WPI is one of only a handful of universities that prepares graduates to work in the rapidly expanding field of Data Science.

In our pioneering MS in Data Science program, you’ll work closely with faculty and peers to synthesize huge amounts of digital information from multiple sources. You’ll derive new insights and articulate these findings into innovative solutions for how we live, work, and interact with the world around us. Your expertise will be in high demand in the workplace, as you tackle some of the world’s greatest challenges.

Admission Requirements
Students applying to the M.S. Degree program in Data Science (DS) are expected to have a bachelor's degree with a strong quantitative and computational background including coursework in programming, data structures, algorithms, calculus, linear algebra and introductory statistics. Students with bachelor's degrees in computer science, mathematics,  business, engineering and quantitative sciences would typically qualify, if they meet the above background requirements. A strong applicant who is missing background coursework may be provisionally admitted, with the expectation that he or she will take and pass one or more courses in this area of deficiency either during the summer prior to admission or within the first semester after admission.

Applying to the Data Science MS Program
Students will find WPI’s data science degree options listed with engineering, science, and mathematics on the application form.

data science


WPI’s Data Science master’s degree program is interdisciplinary, drawing from Computer Science, Mathematical Sciences, and the Robert A. Foisie Business School. This trifecta of disciplines forms the basis for the program’s curriculum that focuses on:

  • Database management: extracting and managing data using traditional and cutting-edge methods
  • Analysis techniques: machine learning and data-mining algorithms
  • A deeper knowledge of statistics and other applied mathematical foundations
  • Data-analysis software: a rich diversity of software tools used throughout the program
  • Essential management and leadership techniques: business courses provide a holistic approach to data science, developing interpersonal and story-telling skills alongside technical mastery

Plan of Study (33 credits)

To earn a MS in Data Science, you complete a minimum of 33 credits of relevant work at the graduate level, including the core coursework requirements in five areas as described below.

Core areas of study:

  • Integrative Data Science (3 credits)
  • Data Analytics and Mining (3 credits)
  • Data Access and Management (3 credits)
  • Mathematical Analytics (3 credits)
  • Business Intelligence and Case Studies (3 credits)

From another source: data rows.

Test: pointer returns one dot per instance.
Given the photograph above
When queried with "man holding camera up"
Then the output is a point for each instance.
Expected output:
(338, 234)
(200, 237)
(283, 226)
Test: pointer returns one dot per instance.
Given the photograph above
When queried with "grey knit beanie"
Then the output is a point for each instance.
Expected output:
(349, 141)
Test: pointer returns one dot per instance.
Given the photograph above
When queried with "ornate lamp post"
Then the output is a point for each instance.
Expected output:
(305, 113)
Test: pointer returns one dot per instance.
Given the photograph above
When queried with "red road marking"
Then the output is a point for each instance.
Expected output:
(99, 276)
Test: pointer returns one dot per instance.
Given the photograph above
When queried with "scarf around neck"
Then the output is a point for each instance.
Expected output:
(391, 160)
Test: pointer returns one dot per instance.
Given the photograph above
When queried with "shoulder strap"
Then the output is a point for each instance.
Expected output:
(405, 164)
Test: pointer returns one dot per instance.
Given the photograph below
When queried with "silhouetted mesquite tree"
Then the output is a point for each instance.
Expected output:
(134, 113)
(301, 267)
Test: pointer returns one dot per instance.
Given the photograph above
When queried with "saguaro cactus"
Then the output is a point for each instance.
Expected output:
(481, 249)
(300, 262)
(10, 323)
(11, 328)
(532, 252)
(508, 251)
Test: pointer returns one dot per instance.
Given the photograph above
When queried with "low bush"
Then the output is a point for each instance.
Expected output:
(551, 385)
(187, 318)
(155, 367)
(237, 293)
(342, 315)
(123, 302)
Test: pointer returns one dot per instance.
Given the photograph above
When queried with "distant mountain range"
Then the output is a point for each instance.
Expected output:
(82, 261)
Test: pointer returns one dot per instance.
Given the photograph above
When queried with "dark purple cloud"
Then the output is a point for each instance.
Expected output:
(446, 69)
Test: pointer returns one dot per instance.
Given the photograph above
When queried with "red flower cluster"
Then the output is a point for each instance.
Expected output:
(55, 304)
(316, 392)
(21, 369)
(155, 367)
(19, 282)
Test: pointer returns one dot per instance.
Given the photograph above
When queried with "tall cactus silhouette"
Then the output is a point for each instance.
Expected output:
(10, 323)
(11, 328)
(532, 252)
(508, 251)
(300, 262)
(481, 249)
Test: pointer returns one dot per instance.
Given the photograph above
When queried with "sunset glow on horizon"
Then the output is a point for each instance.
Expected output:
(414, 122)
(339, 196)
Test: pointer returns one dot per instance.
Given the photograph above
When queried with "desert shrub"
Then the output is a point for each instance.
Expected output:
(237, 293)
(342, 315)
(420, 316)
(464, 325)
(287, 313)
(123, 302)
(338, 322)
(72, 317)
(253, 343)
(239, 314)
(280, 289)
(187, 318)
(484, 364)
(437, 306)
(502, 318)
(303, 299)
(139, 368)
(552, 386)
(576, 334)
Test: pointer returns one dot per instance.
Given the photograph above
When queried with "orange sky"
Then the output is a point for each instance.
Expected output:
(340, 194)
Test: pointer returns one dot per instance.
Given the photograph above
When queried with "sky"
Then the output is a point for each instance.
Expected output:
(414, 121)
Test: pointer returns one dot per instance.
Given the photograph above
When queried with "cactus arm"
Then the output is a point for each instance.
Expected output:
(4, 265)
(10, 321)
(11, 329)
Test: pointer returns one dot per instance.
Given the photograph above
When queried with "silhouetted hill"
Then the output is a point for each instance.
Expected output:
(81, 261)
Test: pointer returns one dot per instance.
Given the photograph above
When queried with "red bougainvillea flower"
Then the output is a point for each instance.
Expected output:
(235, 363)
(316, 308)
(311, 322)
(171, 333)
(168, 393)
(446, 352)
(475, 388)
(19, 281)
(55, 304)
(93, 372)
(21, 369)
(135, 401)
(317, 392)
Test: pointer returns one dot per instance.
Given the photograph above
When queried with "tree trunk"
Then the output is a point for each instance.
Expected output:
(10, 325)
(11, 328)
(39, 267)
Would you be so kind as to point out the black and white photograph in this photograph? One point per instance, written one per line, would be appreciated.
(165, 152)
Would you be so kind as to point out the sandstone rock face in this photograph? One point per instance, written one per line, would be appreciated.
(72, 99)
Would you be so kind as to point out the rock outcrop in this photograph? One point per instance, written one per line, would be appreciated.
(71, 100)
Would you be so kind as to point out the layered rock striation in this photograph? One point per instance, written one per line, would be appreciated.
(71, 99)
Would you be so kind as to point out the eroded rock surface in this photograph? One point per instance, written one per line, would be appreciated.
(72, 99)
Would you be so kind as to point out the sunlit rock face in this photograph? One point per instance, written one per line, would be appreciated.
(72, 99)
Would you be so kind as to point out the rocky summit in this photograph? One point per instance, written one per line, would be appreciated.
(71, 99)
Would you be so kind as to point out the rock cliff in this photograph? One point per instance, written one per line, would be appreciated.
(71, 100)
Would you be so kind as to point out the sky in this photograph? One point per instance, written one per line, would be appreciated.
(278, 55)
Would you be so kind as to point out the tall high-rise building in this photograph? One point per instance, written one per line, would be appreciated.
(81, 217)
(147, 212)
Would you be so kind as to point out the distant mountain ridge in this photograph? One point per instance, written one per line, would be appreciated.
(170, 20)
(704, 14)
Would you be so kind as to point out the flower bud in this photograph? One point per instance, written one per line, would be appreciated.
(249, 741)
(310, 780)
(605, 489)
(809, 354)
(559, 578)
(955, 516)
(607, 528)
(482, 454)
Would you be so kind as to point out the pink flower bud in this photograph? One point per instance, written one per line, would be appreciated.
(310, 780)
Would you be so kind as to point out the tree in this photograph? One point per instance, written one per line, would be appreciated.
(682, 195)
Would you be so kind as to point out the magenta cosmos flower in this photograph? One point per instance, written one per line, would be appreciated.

The MS curriculum culminates in the three-credit Graduate Qualifying Project (GQP), a semester-long team project with an industry partner, or a nine-credit M.S. thesis.

Curriculum Overview

  1. Core requirements in the 5 categories as detailed below – 15 credits / 5 courses
  2. Graduate Qualifying Project – 3 credits (DS598)  or   MS thesis (DS 599) -  9 credits.
  3. Electives – between 9 to  15 credits

TOTAL 33 credits

NOTE: All plans of study must be approved by the student’s academic advisor.
NOTE: A maximum of 16 credits are allowed from School of Business coursework within the M.S. DS


Students in the M.S. Program must include appropriate course selections from the following five categories. 

Integrative Data Science  (Required)
DS 501. Introduction to Data Science (3 credits)

Mathematical Analytics 3 credits (Select one)
DS 502. Statistical Methods for Data Science (3 credits)
MA 542. Regression Analysis (3 credits)
MA 554. Applied Multivariate Analysis (3 credits)

Data Access and Management 3 credits (Select one)
CS 542. Database Management Systems (3 credits)
MIS571. Database Applications Development (3 credits)
DS 503. Big Data Management (3 credits)
CS 561. Advanced Topics in Database Systems (3 credits)

Data Analytics and Mining 3 credits (Select one)
CS 548. Knowledge Discovery and Data Mining (3 credits)
DS 504. Big Data Analytics (3 credits)
CS 539. Machine Learning (3 credits)

Business Intelligence and Case Studies 3 credits (Select one)
MIS 584. Business Intelligence (3 credits)
MKT 568. Data Mining Business Applications


A complete listing of all courses pre-approved as electives for the Data Science program may be found in the WPI Graduate Catalog under Data Science
Two elective courses designed as ramp up courses for students who may be lacking in sufficient background in either statistics or programming, respectively, are listed below. They can count towards the 33 credits of the DS MS degree, However, they cannot be used to meet the above requirements in five core categories.

MA 511. Applied Statistics for Engineers and Scientists

CS 5007. Intro to Applications of CS with Data Structures and Algorithms (Programming for non-CS majors)

Further degree requirements include a minimum of 33 credits of graduate-level work. The MS curriculum culminates in the Graduate Qualifying Project (GQP), a semester-long team project with an industry partner.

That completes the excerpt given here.